Discriminants, symmetrized graph monomials, and sums of squares

TL;DR

This paper investigates when symmetrized graph monomials, constructed from graphs without loops, are non-negative or sums of squares, motivated by invariant theory and a conjecture related to polynomial discriminants.

Contribution

It provides a detailed analysis of symmetrized graph monomials for graphs with four and six edges, including computational results and examples.

Findings

Identifies graphs with symmetrized monomials that are non-negative but not sums of squares.

Provides computational data on symmetrized graph monomials for specific graph classes.

Highlights the connection to invariant theory and polynomial discriminants.

Abstract

Motivated by the necessities of the invariant theory of binary forms J. J. Sylvester constructed in 1878 for each graph with possible multiple edges but without loops its symmetrized graph monomial which is a polynomial in the vertex labels of the original graph.
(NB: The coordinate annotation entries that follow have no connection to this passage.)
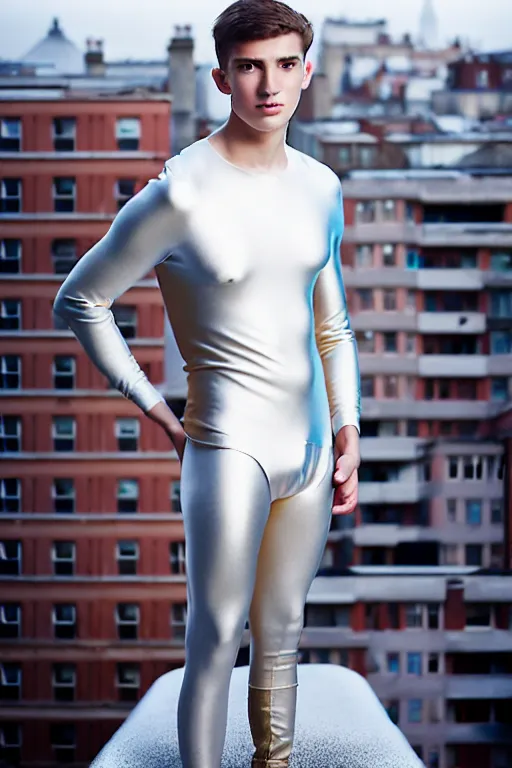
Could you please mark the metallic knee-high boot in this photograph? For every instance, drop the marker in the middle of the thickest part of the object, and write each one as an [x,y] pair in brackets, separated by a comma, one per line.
[272,714]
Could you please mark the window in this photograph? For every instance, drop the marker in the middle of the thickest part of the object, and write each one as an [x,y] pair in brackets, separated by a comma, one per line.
[64,558]
[177,557]
[473,554]
[175,496]
[390,341]
[64,134]
[473,512]
[501,261]
[64,194]
[63,494]
[10,196]
[10,315]
[127,496]
[124,189]
[496,511]
[365,298]
[365,212]
[389,256]
[364,256]
[127,554]
[478,615]
[63,256]
[178,621]
[499,388]
[128,681]
[451,510]
[392,708]
[126,320]
[127,621]
[64,682]
[64,433]
[64,370]
[10,256]
[10,134]
[10,434]
[10,495]
[64,621]
[414,710]
[10,742]
[10,621]
[389,210]
[367,386]
[365,341]
[414,663]
[127,432]
[413,615]
[366,156]
[390,386]
[10,557]
[10,681]
[63,739]
[389,296]
[128,133]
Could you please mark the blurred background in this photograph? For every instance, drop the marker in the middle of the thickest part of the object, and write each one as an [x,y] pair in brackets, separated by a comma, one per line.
[412,107]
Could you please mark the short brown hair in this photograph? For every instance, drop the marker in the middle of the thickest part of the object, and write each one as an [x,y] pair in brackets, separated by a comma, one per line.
[248,20]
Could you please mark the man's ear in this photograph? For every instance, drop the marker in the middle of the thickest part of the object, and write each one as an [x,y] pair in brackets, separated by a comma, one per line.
[221,81]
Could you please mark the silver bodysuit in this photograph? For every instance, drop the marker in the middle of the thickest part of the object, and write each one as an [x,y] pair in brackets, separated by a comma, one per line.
[249,268]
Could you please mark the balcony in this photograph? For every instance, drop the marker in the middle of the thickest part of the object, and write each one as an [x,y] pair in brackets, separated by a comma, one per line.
[475,366]
[450,279]
[392,492]
[451,322]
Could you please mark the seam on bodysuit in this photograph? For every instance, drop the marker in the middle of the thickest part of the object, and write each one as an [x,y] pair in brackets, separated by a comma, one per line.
[232,448]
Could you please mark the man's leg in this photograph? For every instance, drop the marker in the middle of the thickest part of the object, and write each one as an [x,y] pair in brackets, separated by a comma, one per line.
[290,554]
[225,501]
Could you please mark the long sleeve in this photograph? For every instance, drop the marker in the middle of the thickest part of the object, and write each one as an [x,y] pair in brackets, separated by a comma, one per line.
[141,236]
[334,337]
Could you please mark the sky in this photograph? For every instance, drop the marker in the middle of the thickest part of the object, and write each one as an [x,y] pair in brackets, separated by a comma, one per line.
[143,29]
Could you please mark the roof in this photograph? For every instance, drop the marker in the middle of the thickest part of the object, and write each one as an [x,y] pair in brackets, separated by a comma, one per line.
[56,53]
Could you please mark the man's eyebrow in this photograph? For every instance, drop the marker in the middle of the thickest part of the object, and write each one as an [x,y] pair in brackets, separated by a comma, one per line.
[247,60]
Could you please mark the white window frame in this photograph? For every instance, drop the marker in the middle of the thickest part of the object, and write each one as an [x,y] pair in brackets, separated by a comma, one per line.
[60,374]
[67,496]
[177,558]
[4,133]
[127,558]
[16,622]
[8,258]
[19,554]
[120,622]
[56,420]
[18,196]
[56,558]
[4,436]
[123,427]
[4,496]
[6,315]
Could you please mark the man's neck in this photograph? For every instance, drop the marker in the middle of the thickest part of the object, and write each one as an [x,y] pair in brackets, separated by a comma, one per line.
[247,148]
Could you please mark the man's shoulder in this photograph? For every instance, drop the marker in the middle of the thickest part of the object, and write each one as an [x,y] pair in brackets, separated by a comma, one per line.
[321,173]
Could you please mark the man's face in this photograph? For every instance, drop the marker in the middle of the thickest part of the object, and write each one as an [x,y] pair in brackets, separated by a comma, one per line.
[266,72]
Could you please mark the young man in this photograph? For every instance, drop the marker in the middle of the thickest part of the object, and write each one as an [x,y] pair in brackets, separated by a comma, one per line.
[244,233]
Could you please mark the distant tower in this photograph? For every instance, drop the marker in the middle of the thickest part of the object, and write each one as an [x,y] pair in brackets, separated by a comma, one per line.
[428,26]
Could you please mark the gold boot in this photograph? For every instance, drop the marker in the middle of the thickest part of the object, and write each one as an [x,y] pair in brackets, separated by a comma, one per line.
[272,723]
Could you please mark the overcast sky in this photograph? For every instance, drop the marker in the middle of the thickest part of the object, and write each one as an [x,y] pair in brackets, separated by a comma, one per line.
[143,29]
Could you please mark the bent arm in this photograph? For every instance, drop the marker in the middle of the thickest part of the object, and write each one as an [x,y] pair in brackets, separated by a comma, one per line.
[141,236]
[334,337]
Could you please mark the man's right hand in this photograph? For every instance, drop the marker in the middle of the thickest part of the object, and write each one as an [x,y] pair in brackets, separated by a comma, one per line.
[162,414]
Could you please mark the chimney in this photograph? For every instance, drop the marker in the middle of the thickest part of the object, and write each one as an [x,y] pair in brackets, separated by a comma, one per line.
[94,61]
[182,86]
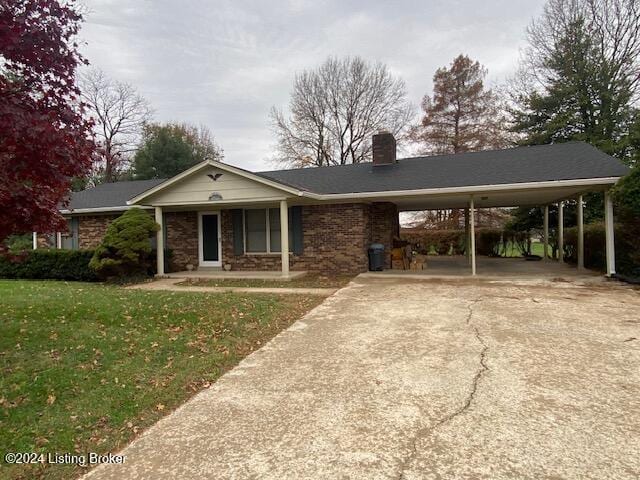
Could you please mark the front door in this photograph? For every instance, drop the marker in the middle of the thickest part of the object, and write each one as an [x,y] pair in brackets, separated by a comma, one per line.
[210,239]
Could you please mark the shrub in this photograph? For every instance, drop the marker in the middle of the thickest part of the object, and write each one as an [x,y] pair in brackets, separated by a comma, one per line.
[627,239]
[49,264]
[125,249]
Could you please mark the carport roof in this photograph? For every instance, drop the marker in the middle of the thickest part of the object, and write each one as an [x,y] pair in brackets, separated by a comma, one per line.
[425,179]
[531,164]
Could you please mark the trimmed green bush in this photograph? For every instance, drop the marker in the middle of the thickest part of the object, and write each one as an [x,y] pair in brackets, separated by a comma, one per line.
[627,239]
[49,264]
[125,249]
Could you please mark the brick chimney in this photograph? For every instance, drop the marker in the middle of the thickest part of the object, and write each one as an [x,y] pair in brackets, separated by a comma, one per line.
[384,149]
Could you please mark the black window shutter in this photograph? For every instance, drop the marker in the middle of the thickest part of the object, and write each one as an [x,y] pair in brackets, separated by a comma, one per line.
[238,233]
[74,233]
[295,214]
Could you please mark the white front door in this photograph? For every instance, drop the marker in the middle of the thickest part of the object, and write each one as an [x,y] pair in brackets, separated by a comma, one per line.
[209,244]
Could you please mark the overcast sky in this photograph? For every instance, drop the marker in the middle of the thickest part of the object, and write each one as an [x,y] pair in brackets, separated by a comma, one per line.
[224,64]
In the 20-th century this construction was studied by several authors. We pose the question for which graphs this polynomial is a non-negative resp. a sum of squares. This problem is motivated by a recent conjecture of F. Sottile and E. Mukhin on discriminant of the derivative of a univariate polynomial, and an interesting example of P. and A. Lax of a graph with 4 edges whose symmetrized graph monomial is non-negative but not a sum of squares. We present detailed information about symmetrized graph monomials for graphs with four and six edges, obtained by computer calculations.